Chapter 3: The Bone Garden
Kael hadn't meant to disobey.
Really, they hadn't.
But after hours of sitting on cracked stone in the ruin where Riven had left them, surrounded by silence and whispering winds, Kael felt the restless ache of questions in their bones. There was only so long a person could stare at cursed skies and crumbling walls before the need to do something overpowered every warning they'd been given.
"Keep to the inner walls," Riven had said, his voice like rough steel. "Don't wander."
Naturally, Kael wandered.
The morning light in Elaris wasn't like Earth's. It bled slowly over the ruins in thick, crimson layers, pooling in corners like spilled wine. The wind carried the scent of charred roses and cold metal. As Kael moved beyond the outer arch, down a staircase nearly hidden by moss and broken pillars, that scent sharpened sweeter, darker, like decay wrapped in perfume.
The stairs curved tightly, spiraling downward into the bones of the land. Each step echoed with a hollow, melodic thrum beneath their boots. The air grew warmer, but not comforting it pressed close like breath on the back of their neck.
Finally, the spiral opened.
Kael stepped into a garden.
And immediately wished they hadn't.
It wasn't a garden in the traditional sense. There were no stone paths, no benches, no signs of cultivation. It looked like something that had grown from the madness of the land itself as if the soil had wept and from its sorrow, this place had bloomed.
Thick vines sprawled in impossible shapes, curling around shattered statues and bones. And roses. Dozens, hundreds, maybe thousands of them. All pitch-black, velvety, still. Their thorns shimmered faintly like polished obsidian. Their petals were too perfect. Too symmetrical. They didn't sway. They didn't blink.
Kael took a slow step forward.
A statue stood in the center of the space, half-swallowed by ivy and thorn. The figure depicted was androgynous, veiled, one hand outstretched as if to cradle something that was no longer there. At its feet, dozens of roses bloomed in a perfect ring.
Kael crouched near one of them, the scent curling up into their nose. It was intoxicating. Familiar, almost. Like something from a half-remembered dream.
They reached out.
A single finger grazed the stem and the thorn bit deep.
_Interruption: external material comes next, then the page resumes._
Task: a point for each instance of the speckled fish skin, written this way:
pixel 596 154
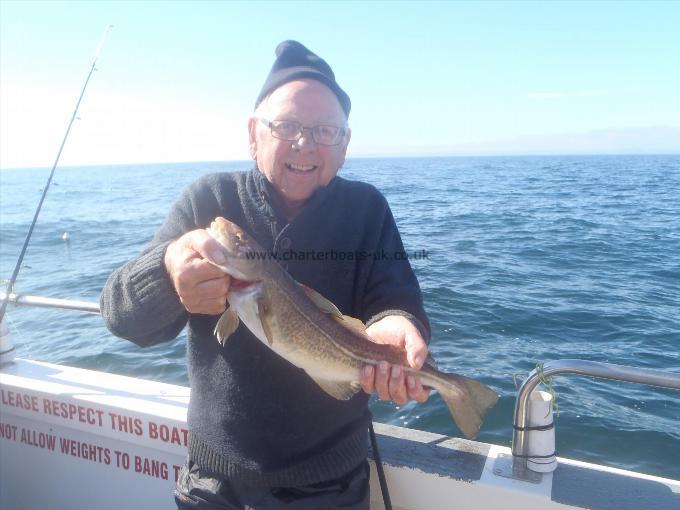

"Ahh…shit," they hissed, pulling back.
A bead of blood welled at their fingertip, glistening red against the eerie light. It dripped onto the nearest rose.
The moment it landed, everything changed.
The vines moved.
Not in a breeze there was no wind. They shifted deliberately, coiling and tightening like the flex of some great slumbering beast. The roses bent toward Kael in eerie unison. One petal peeled back slowly, almost hungrily.
And then, the whisper came.
"Veinborn."
Kael staggered back, heart pounding. "What ?"
The ground quivered.
More petals opened. More vines quaked. The voice came again, not from one flower, but from all of them, layered and distorted like the echo of a forgotten cathedral.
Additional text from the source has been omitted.